The exclude flag prevents scanning mounted network shares. Navigate with arrow keys - it visually shows directory sizes in descending order.

For servers without ncdu, this classic combination works:


sudo du -h --max-depth=1 / | sort -h -r

This shows all top-level directories sorted by size. Drill down into suspicious ones by adjusting max-depth.

Some often-overlooked space consumers:


# Check for large deleted files still held by processes
sudo lsof | grep deleted

# Audit systemd journal logs
journalctl --disk-usage
sudo journalctl --vacuum-size=100M

# Check Docker disk usage
docker system df

Web server logs can silently consume gigabytes.
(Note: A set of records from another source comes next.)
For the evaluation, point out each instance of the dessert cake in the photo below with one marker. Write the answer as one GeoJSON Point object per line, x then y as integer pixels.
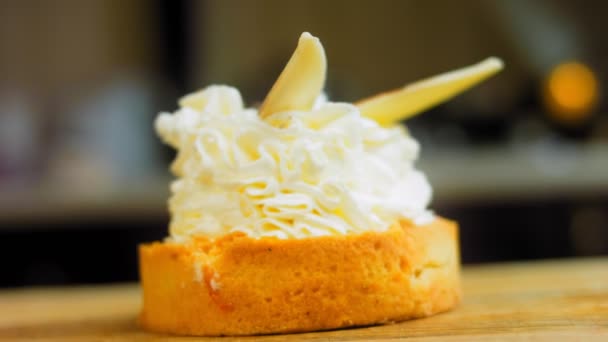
{"type": "Point", "coordinates": [303, 214]}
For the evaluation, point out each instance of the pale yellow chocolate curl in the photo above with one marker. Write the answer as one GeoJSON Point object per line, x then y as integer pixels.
{"type": "Point", "coordinates": [400, 104]}
{"type": "Point", "coordinates": [301, 81]}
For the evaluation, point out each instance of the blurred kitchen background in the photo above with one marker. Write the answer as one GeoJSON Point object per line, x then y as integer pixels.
{"type": "Point", "coordinates": [520, 161]}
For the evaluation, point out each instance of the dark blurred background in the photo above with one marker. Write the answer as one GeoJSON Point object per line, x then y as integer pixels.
{"type": "Point", "coordinates": [521, 161]}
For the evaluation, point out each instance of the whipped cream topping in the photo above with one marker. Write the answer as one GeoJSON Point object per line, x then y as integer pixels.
{"type": "Point", "coordinates": [291, 175]}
Check with:


# For Apache
sudo du -sh /var/log/apache2
sudo ls -lah /var/log/apache2/*.log

# For Nginx
sudo du -sh /var/log/nginx
sudo ls -lah /var/log/nginx/*.log

MySQL/MariaDB can accumulate huge binary logs and temporary files:


# Check MySQL data directory
sudo du -sh /var/lib/mysql

# Check binary logs
sudo mysql -e "SHOW BINARY LOGS;"
sudo mysql -e "PURGE BINARY LOGS BEFORE NOW() - INTERVAL 7 DAY;"
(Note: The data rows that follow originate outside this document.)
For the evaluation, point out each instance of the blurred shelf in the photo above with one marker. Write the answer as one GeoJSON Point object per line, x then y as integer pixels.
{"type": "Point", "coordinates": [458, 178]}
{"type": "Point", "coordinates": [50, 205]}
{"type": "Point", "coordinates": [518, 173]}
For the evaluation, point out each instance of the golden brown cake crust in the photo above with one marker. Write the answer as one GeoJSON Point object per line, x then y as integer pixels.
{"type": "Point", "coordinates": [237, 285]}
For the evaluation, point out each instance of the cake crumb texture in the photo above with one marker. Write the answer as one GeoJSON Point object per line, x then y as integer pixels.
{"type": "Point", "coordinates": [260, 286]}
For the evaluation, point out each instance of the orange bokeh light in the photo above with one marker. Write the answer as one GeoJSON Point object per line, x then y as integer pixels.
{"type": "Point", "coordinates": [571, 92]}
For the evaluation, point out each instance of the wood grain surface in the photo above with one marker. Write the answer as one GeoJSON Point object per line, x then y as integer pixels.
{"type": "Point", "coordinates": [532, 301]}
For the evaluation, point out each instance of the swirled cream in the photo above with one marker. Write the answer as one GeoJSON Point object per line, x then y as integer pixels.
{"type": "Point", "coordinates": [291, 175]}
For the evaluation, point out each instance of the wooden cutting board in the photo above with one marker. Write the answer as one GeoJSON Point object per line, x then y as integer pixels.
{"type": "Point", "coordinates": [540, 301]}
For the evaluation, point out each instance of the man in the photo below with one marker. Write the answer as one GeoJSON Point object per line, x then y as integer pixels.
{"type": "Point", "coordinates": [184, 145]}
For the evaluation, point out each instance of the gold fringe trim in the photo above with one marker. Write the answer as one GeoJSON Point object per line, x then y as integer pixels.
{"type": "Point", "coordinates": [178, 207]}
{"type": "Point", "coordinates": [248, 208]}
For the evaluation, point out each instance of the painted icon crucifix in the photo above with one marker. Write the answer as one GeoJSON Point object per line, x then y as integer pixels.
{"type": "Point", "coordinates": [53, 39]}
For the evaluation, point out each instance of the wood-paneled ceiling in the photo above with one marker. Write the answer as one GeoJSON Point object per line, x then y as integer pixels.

For recurring issues, set up a cron job to alert when disk usage crosses thresholds:


#!/bin/bash
THRESHOLD=80
CURRENT=$(df / --output=pcent | tail -1 | tr -d '% ')

if [ "$CURRENT" -gt "$THRESHOLD" ]; then
  echo "WARNING: Disk usage at ${CURRENT}%" | mail -s "Disk Alert" admin@example.com
fi